In May, The University of Rochester Medical Center experience a data violation after a member of staff took the Protected Health Information (PHI) of patients to a new employer,
The employee in question, who was trying to ensure continuity of patient care, was a nurse practitioner in the Department of Neurology. She was concerned about patient continuity of care after she left her employment. She was supplied with a printed list of patient’s information by the medical center for the purposes of adding notes and information that would ensure that patients did not experience any fall in care standards as a result of her departure from the role. The list of patients was not collected prior to the employee leaving her employment, and the data was subsequently disclosed to her new employer (full story here).
With the benefit of hindsight, it was perhaps ill advisable to have provided printed PHI to a member of staff about to take employment with another local healthcare provider. However, all that can be done now is notify the patients concerned and make changes to policies and procedures to ensure a similar incident cannot happen again, or as far as it is practical and possible to do so.

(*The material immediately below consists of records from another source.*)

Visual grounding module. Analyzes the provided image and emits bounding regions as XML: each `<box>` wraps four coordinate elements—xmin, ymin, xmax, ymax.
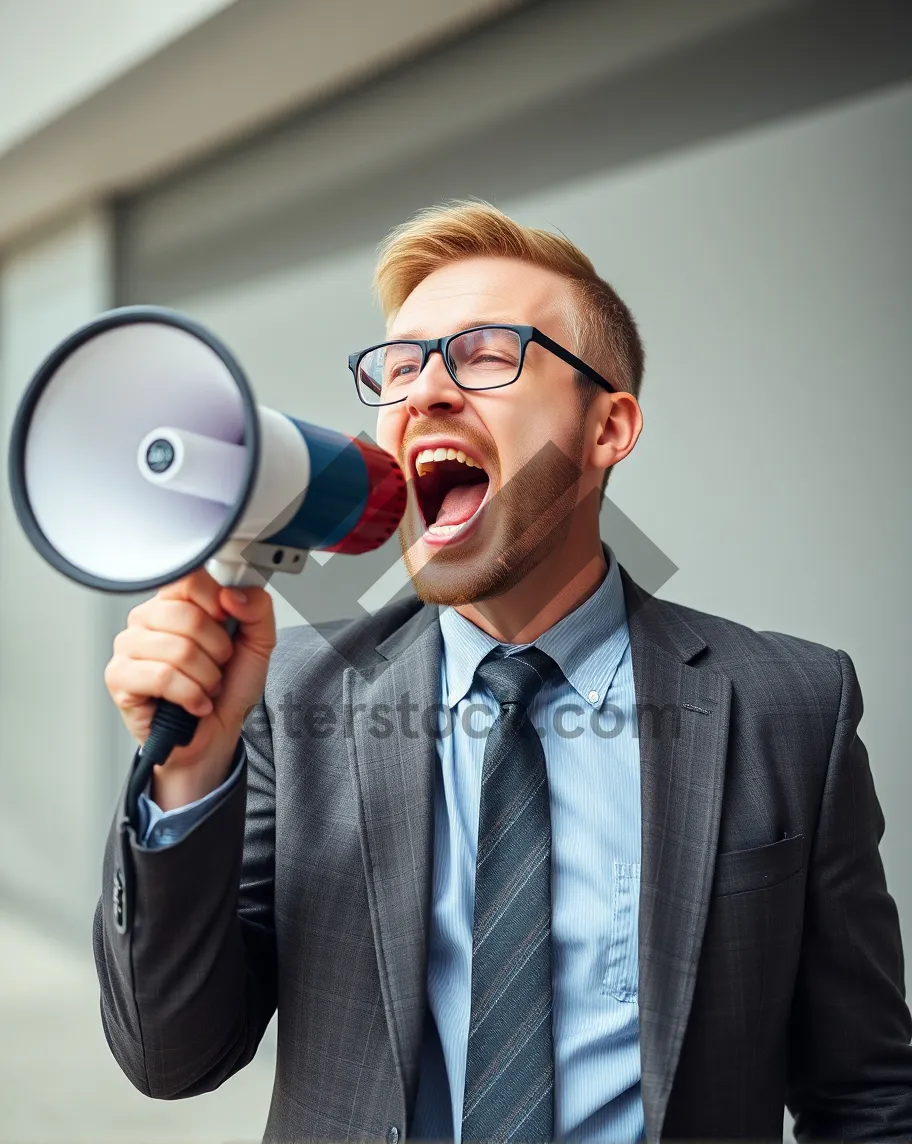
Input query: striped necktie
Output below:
<box><xmin>462</xmin><ymin>648</ymin><xmax>556</xmax><ymax>1144</ymax></box>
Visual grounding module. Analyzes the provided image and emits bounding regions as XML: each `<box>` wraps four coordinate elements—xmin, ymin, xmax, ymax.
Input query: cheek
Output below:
<box><xmin>376</xmin><ymin>408</ymin><xmax>405</xmax><ymax>456</ymax></box>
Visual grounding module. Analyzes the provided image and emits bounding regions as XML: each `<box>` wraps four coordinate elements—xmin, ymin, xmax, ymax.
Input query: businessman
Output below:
<box><xmin>95</xmin><ymin>202</ymin><xmax>912</xmax><ymax>1144</ymax></box>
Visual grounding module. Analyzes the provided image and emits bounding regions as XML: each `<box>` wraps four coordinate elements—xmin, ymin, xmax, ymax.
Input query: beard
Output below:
<box><xmin>398</xmin><ymin>419</ymin><xmax>585</xmax><ymax>607</ymax></box>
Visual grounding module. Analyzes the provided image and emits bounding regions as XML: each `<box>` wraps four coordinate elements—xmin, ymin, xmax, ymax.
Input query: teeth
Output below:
<box><xmin>415</xmin><ymin>448</ymin><xmax>482</xmax><ymax>477</ymax></box>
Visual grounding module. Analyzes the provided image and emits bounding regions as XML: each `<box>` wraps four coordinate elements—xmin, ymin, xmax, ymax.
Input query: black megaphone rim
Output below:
<box><xmin>9</xmin><ymin>305</ymin><xmax>260</xmax><ymax>595</ymax></box>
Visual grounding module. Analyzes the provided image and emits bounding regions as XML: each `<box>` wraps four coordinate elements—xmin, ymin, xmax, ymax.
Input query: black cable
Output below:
<box><xmin>124</xmin><ymin>615</ymin><xmax>240</xmax><ymax>824</ymax></box>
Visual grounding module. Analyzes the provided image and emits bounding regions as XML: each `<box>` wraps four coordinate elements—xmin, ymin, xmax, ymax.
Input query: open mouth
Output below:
<box><xmin>412</xmin><ymin>446</ymin><xmax>490</xmax><ymax>540</ymax></box>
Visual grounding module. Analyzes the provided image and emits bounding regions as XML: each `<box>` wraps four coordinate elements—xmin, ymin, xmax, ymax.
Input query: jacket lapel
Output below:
<box><xmin>343</xmin><ymin>566</ymin><xmax>731</xmax><ymax>1139</ymax></box>
<box><xmin>342</xmin><ymin>606</ymin><xmax>441</xmax><ymax>1107</ymax></box>
<box><xmin>620</xmin><ymin>569</ymin><xmax>731</xmax><ymax>1139</ymax></box>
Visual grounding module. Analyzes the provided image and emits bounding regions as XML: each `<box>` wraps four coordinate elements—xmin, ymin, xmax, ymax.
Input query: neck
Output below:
<box><xmin>457</xmin><ymin>530</ymin><xmax>608</xmax><ymax>643</ymax></box>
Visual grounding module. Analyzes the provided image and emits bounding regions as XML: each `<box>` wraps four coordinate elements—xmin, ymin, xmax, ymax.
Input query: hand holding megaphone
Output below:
<box><xmin>9</xmin><ymin>307</ymin><xmax>405</xmax><ymax>832</ymax></box>
<box><xmin>104</xmin><ymin>569</ymin><xmax>276</xmax><ymax>810</ymax></box>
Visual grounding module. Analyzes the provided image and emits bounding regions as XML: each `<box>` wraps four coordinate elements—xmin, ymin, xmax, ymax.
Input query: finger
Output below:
<box><xmin>219</xmin><ymin>587</ymin><xmax>276</xmax><ymax>653</ymax></box>
<box><xmin>157</xmin><ymin>567</ymin><xmax>224</xmax><ymax>620</ymax></box>
<box><xmin>104</xmin><ymin>656</ymin><xmax>213</xmax><ymax>717</ymax></box>
<box><xmin>127</xmin><ymin>598</ymin><xmax>235</xmax><ymax>665</ymax></box>
<box><xmin>114</xmin><ymin>628</ymin><xmax>222</xmax><ymax>694</ymax></box>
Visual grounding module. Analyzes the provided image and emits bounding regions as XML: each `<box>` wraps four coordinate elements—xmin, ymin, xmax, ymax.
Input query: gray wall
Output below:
<box><xmin>124</xmin><ymin>20</ymin><xmax>912</xmax><ymax>944</ymax></box>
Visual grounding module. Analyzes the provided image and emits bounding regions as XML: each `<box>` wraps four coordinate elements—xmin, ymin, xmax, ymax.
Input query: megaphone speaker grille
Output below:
<box><xmin>10</xmin><ymin>307</ymin><xmax>260</xmax><ymax>591</ymax></box>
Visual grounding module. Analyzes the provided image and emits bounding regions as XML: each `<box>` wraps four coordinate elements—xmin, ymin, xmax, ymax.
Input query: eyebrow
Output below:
<box><xmin>387</xmin><ymin>317</ymin><xmax>525</xmax><ymax>342</ymax></box>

Many healthcare suppliers suffering a data breach inform patients that they are putting in place new security measures to improve privacy protections, but do not go into much detail on what those measures are made up of The University of Rochester Medical Center has decided to focus on transparency, and made the decision to reveal the changes it has made to address the risk of PHI exposure.

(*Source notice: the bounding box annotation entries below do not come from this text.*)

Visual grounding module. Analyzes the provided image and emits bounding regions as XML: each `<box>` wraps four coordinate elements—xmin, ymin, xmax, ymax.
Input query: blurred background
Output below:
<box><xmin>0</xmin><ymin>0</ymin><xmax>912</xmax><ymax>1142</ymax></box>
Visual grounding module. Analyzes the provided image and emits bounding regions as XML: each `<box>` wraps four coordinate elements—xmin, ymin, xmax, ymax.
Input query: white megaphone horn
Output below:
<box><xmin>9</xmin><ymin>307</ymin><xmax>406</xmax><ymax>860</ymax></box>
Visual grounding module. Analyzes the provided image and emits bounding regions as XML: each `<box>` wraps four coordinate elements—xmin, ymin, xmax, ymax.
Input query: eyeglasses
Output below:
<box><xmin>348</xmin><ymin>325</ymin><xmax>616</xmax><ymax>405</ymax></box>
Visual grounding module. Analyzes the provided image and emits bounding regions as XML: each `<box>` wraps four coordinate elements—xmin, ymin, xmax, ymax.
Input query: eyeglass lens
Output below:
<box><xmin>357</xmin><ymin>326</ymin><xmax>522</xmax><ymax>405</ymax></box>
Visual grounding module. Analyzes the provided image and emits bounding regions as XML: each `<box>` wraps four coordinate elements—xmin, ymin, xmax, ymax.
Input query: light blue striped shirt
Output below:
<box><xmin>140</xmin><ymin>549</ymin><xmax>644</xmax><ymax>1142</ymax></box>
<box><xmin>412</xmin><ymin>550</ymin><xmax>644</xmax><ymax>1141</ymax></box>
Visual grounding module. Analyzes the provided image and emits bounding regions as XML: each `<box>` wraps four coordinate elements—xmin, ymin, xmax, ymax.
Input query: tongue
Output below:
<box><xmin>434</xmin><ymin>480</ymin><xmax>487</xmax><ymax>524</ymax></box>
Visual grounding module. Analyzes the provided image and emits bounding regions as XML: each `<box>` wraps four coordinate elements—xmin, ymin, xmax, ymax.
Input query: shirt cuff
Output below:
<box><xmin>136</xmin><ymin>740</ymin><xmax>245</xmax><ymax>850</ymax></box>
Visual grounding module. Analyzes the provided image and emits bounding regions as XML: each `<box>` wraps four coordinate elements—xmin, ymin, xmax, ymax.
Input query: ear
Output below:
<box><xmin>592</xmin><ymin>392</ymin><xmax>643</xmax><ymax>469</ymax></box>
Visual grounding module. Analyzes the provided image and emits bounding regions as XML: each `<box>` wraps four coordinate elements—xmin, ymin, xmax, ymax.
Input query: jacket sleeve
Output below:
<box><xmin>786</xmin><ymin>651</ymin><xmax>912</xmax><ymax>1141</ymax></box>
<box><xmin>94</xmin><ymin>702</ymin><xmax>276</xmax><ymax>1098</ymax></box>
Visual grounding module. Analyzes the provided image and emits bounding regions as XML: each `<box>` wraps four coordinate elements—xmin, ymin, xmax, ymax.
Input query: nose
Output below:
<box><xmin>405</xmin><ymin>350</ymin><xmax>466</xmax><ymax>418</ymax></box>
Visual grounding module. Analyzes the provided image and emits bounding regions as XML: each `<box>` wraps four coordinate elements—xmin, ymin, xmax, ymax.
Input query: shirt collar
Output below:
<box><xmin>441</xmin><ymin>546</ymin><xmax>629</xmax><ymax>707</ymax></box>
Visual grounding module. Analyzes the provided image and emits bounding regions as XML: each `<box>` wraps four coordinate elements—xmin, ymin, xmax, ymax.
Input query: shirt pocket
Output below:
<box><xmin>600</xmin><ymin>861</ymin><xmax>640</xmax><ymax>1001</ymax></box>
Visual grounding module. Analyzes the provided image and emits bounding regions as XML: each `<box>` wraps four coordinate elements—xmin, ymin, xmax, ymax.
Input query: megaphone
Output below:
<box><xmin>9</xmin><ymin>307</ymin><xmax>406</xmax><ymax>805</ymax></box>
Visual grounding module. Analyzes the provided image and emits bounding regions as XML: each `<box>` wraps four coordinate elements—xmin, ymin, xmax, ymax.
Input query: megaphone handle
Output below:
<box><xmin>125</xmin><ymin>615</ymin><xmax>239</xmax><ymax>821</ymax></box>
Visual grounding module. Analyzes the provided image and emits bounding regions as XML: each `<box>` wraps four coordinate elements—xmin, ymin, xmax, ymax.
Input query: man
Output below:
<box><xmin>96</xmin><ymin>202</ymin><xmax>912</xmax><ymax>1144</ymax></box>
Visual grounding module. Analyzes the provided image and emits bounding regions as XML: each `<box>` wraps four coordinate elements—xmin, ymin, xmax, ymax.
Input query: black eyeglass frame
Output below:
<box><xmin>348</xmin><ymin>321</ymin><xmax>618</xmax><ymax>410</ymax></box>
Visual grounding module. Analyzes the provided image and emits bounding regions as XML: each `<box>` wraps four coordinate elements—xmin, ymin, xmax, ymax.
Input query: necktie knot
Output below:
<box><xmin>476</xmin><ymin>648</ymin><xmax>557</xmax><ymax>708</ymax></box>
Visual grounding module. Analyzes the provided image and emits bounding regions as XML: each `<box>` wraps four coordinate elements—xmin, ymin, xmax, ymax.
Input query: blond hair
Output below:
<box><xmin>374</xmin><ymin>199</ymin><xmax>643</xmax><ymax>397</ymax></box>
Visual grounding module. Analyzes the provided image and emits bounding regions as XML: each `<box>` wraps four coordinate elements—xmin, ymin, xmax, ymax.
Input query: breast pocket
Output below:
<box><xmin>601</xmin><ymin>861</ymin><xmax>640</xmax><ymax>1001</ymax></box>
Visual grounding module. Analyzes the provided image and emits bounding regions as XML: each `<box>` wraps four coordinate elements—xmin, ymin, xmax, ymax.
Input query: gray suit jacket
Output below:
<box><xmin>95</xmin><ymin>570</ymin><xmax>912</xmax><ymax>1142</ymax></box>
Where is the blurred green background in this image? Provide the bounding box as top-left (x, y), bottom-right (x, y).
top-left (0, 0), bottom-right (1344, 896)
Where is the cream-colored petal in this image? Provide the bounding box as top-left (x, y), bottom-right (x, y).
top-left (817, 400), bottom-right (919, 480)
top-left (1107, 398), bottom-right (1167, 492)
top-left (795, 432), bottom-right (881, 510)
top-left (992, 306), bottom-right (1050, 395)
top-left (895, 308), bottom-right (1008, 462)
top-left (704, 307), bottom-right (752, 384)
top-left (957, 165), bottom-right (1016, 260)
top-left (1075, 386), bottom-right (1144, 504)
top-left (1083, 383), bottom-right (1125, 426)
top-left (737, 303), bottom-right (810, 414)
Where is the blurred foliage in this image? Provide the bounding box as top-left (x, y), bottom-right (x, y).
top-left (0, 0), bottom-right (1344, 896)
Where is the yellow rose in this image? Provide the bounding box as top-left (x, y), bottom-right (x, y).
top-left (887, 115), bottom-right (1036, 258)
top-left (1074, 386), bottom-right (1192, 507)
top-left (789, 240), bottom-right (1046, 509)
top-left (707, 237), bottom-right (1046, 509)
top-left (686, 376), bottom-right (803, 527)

After any improper disclosure of information by a present or former member of staff, further training should be provided on privacy rules. URMC is beginning a program of re-enlightenment, and will be instructing physicians, nurses and other suppliers of healthcare services of their obligations under HIPAA, and under the new hospital policies that are being formulated.
David Kirshner, senior vice president and chief financial officer for URMC, recently said referring to the new policies, “There are do’s and don’ts, and those are being very clearly spelled out in the policy guidelines that we’re drafting.”
The medical center formed a privacy and security committee two years ago which has been addressing data security privacy weaknesses. The medical center has made attempts to maintain compliance with HIPAA rules and prevent data breaches, although the recent breach showed inadequacies in policies.
The committee has discussed the incident and assessed security and privacy measures and procedures in an effort to prevent similar data violations from occurring in the future. The committee accepted that the nurse practitioner, Martha Smith Lightfoot, should not have taken personal information and given it to her new employer, but also that the nurse should never have been supplied with the list in the first place.
One of the policy changes being implemented is a new restriction on official communications with patients. Rather than allow information relating to continuity of care and care services to be given to patients by physicians and nurses; those communications will now be handled at a departmental level.